HVP-YSB hydrolyzed soy protein liquid is a reliable savory base designed for food manufacturers seeking consistent flavor enhancement. Produced through acid hydrolysis of soy protein, this hydrolyzed soy protein liquid delivers a balanced umami taste and stable performance in various food applications.
As part of our hydrolyzed vegetable protein product range, HVP-YSB works together with different soy, corn, and mixed protein solutions to meet diverse industrial requirements.
Applications of Hydrolyzed Soy Protein Liquid
HVP-YSB is widely used in food manufacturing as a standard savory base. For different formulation needs, manufacturers may also choose
HVP-YSA or HVP-YDAL for similar applications, or upgrade to high nitrogen soy HVP for stronger flavor intensity.

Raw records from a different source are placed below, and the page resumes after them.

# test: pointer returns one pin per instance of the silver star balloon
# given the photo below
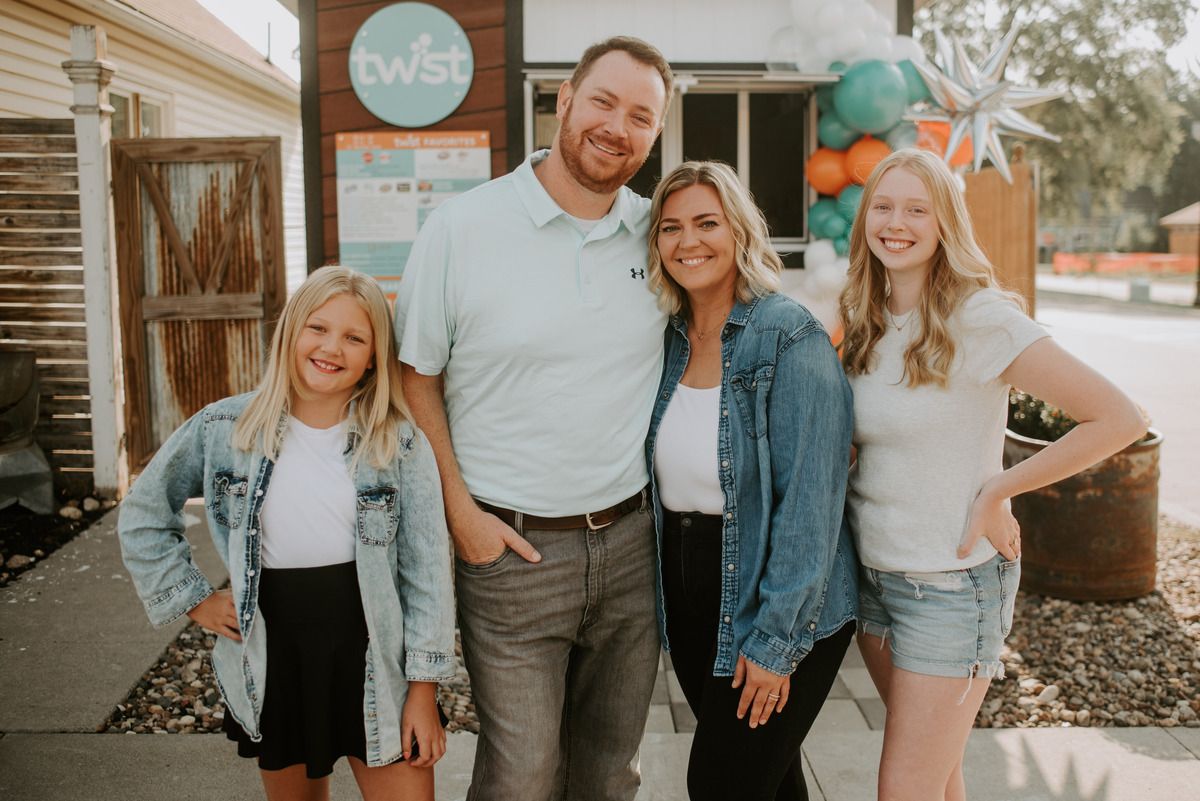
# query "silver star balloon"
(976, 100)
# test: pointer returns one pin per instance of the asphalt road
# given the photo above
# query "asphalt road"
(1152, 351)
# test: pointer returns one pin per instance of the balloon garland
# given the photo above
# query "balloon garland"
(886, 95)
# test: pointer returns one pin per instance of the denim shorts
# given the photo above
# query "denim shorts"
(949, 624)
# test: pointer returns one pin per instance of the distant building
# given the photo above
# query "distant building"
(1183, 230)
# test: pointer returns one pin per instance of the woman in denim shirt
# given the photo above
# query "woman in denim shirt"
(749, 446)
(342, 558)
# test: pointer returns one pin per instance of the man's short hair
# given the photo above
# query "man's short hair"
(637, 49)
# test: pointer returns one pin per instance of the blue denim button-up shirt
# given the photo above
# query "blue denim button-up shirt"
(789, 570)
(402, 553)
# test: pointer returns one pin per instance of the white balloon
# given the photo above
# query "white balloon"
(827, 19)
(877, 47)
(820, 252)
(906, 48)
(847, 44)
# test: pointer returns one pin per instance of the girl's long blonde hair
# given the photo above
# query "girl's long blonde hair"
(377, 403)
(757, 264)
(957, 270)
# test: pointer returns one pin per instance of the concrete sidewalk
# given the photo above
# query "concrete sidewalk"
(73, 640)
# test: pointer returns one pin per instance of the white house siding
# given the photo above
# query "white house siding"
(201, 100)
(690, 31)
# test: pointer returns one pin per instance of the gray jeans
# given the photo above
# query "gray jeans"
(562, 657)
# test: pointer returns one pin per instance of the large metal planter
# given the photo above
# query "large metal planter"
(1092, 536)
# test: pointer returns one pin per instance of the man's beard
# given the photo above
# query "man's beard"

- Soy sauce and seasoning production
- Instant noodles and snack flavoring
- Processed foods and ready meals
- Plant-based and meat products
- Soups, sauces, and savory bases
Our Hydrolyzed Vegetable Protein Liquid Range
We offer a comprehensive range of hydrolyzed vegetable protein liquid products to meet different formulation, cost, and performance requirements:
Soy-Based HVP Liquid
- HVP-YSA Hydrolyzed Soy Protein Liquid
- HVP-YSB Hydrolyzed Soy Protein Liquid
- HVP-YSBH High Nitrogen Soy HVP Liquid
- HVP-YDAL Hydrolyzed Soy Protein Liquid
- HVP-YBI Enhanced Umami Soy HVP Liquid
- HVP-YSD Economical Soy HVP Liquid
Corn-Based HVP Liquid
- HVP-YYA Hydrolyzed Corn Protein Liquid
- HVP-YYB High Nitrogen Corn HVP Liquid
- HVP-YYC Hydrolyzed Corn Protein Liquid
- HVP-YYD High Nitrogen Corn Protein Liquid
Mixed Protein HVP Liquid
Product Positioning
HVP-YSB is positioned as a standard hydrolyzed soy protein liquid, offering a balanced combination of flavor performance and cost efficiency. Compared with
enhanced umami variants, it provides a milder profile, while
economical options focus more on cost-sensitive applications.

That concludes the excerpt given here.